I rapporti con il vescovo Cipriani

La morte di Liviero aveva certamente privato Gabriotti del principale protettore e non trascorse molto tempo prima che prendessero consistenza anche le trame degli avversari cattolici. Nel settembre del 1934 la Sacra Congregazione del Concilio, sollecitata da pressioni provenienti dall’ambiente cattolico tifernate, inviò a mons. Ernesto Piani, vicario capitolare, una lettera in cui si lamentava che non un sacerdote, come richiesto dalle nuove disposizioni, ma Gabriotti fosse ancora “contabile” della curia, con accesso alle “pratiche più delicate della diocesi”. Piani definì “false” le accuse mosse al suo funzionario, al quale, precisò, erano affidate solo questioni di carattere amministrativo e legale; alla base di tali calunnie, disse, non vi era che “l’avversione inveterata” di alcuni esponenti del clero nei suoi confronti.
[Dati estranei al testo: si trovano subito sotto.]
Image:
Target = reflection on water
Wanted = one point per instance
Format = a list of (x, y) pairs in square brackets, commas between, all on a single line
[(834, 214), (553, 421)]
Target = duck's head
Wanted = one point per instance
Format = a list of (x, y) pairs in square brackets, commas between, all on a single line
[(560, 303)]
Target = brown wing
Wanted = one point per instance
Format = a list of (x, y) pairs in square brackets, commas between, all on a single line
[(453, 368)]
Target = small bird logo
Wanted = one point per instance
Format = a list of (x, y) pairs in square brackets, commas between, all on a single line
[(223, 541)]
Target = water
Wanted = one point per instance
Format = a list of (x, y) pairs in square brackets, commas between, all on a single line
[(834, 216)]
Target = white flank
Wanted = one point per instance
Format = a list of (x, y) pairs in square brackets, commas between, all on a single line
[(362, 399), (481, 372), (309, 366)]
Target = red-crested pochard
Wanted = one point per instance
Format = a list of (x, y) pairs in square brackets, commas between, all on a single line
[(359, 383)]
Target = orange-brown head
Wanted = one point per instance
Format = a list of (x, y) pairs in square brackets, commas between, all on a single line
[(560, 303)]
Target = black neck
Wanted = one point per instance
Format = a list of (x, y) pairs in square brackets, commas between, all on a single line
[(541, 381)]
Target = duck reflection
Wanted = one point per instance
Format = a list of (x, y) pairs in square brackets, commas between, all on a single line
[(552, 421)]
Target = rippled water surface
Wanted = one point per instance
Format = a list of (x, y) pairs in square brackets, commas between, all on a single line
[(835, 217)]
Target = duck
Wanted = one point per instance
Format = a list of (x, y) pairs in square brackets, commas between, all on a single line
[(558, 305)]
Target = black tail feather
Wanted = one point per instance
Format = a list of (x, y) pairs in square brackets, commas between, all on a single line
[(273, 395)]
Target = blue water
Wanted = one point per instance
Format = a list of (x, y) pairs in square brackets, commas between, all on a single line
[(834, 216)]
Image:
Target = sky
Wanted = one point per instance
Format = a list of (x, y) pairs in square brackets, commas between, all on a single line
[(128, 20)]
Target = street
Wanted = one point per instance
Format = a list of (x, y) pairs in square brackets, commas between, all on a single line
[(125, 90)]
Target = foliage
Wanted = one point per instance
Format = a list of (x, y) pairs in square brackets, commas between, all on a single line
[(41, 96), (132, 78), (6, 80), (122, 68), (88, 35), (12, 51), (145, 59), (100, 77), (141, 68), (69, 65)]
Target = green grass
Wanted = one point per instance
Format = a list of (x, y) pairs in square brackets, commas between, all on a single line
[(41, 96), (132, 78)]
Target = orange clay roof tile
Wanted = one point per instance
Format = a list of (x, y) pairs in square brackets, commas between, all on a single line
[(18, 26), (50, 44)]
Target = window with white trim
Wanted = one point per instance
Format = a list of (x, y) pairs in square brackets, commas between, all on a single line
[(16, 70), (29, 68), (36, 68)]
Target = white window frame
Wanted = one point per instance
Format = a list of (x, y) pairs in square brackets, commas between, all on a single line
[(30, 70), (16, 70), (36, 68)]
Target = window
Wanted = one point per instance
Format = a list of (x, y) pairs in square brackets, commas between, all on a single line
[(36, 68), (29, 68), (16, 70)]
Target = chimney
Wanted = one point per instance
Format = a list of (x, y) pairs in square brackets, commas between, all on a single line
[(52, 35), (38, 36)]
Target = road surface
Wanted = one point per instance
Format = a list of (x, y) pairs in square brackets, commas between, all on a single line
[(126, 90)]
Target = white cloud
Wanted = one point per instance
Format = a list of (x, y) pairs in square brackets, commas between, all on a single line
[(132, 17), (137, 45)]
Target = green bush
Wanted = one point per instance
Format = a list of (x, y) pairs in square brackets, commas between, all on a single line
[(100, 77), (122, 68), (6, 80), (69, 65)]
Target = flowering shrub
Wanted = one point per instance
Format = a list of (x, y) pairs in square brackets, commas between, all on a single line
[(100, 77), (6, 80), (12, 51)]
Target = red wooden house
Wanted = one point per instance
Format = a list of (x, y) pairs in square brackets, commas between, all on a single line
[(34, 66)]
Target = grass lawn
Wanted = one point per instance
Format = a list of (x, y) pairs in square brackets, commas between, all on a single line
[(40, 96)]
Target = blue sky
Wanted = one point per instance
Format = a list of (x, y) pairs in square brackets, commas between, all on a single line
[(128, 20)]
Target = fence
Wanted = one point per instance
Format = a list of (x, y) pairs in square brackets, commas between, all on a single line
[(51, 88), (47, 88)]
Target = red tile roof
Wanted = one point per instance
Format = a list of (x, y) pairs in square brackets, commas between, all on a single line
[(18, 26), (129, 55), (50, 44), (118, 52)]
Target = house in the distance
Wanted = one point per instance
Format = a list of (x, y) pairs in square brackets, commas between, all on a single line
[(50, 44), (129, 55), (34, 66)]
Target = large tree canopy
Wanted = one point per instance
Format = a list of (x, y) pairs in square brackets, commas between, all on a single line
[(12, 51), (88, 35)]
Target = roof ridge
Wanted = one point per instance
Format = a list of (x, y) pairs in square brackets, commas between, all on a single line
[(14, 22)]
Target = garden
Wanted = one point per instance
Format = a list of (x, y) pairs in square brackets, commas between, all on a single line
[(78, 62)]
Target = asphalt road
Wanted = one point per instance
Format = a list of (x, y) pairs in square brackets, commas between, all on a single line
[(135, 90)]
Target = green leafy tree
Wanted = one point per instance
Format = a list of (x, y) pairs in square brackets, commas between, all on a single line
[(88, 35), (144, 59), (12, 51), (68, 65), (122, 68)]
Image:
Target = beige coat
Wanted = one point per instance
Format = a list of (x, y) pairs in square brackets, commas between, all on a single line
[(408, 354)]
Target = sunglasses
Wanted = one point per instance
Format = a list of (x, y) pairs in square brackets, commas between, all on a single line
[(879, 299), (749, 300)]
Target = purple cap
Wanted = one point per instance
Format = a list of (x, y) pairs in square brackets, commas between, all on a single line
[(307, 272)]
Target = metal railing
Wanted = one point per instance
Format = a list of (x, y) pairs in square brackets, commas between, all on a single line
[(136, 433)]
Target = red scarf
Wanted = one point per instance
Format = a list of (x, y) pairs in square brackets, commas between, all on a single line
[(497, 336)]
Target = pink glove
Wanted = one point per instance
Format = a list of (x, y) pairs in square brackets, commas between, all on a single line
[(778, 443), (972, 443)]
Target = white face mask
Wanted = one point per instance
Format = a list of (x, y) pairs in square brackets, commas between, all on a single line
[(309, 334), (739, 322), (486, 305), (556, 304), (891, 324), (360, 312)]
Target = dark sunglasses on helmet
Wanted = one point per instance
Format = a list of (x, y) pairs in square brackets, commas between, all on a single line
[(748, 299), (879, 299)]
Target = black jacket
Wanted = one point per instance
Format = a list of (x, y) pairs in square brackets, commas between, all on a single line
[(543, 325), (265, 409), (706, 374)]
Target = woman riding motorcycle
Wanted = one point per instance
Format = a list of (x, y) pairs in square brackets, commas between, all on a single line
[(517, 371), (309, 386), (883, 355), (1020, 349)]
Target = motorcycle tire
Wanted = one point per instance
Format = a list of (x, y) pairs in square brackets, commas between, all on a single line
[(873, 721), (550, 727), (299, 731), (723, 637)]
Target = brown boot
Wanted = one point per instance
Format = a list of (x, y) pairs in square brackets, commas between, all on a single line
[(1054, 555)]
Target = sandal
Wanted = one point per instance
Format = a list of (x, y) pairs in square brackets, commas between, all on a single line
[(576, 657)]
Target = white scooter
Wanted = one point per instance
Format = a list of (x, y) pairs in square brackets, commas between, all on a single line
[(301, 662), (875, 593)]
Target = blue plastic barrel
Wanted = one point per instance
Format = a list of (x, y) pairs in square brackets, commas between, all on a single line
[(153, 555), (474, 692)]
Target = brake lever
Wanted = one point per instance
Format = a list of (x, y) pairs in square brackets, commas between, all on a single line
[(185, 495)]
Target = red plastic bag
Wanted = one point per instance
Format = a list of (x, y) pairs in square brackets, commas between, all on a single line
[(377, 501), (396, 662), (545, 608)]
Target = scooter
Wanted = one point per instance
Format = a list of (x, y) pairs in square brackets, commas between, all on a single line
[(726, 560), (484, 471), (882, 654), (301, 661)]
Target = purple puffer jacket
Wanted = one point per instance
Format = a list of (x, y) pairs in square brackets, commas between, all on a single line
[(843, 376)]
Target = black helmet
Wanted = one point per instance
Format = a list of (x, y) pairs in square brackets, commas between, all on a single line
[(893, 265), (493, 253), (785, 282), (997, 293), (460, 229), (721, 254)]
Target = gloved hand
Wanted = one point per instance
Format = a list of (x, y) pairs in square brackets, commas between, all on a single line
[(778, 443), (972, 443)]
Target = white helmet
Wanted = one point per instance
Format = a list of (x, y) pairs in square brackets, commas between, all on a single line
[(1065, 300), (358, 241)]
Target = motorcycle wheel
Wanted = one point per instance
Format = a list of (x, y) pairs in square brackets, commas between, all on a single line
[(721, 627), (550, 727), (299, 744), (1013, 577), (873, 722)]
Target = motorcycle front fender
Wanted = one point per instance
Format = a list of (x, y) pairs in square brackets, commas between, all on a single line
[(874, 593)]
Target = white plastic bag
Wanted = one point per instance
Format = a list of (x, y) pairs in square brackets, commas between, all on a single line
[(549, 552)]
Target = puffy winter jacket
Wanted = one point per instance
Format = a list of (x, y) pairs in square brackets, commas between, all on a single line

Il vicario dovette comunque ammettere che l’ex-subeconomo aveva un’influenza assai più vasta di quanto potesse giustificare la mansione che svolgeva: “Non posso nascondere che il Gabriotti, scaltro e furbo com’è, colle relazioni che ha con tutto il clero diocesano, spesso non venga a conoscere cose anche di indole delicata.”

Ai detrattori parvero offrirsi ulteriori opportunità con l’arrivo del nuovo vescovo nel febbraio del 1935. Mons. Filippo Maria Cipriani apparteneva ad un’antica famiglia di Fermo, dove era stato a lungo parroco. […] Per meglio comprendere il nuovo ambiente, Cipriani inizialmente si appoggiò al vicario Ernesto Piani e a Gabriotti, i personaggi che più si ponevano in continuità con gli episcopati di Liviero e Crotti. Ma agli occhi del prelato la Chiesa locale dovette apparire divisa e rissosa. Un anonimo informatore del prefetto rivelò allora la “confusione di chiacchiere” creataglisi attorno e il tentativo di ciascuno di portarselo dalla propria parte.

Gabriotti si trovò immancabilmente coinvolto in quelle controversie.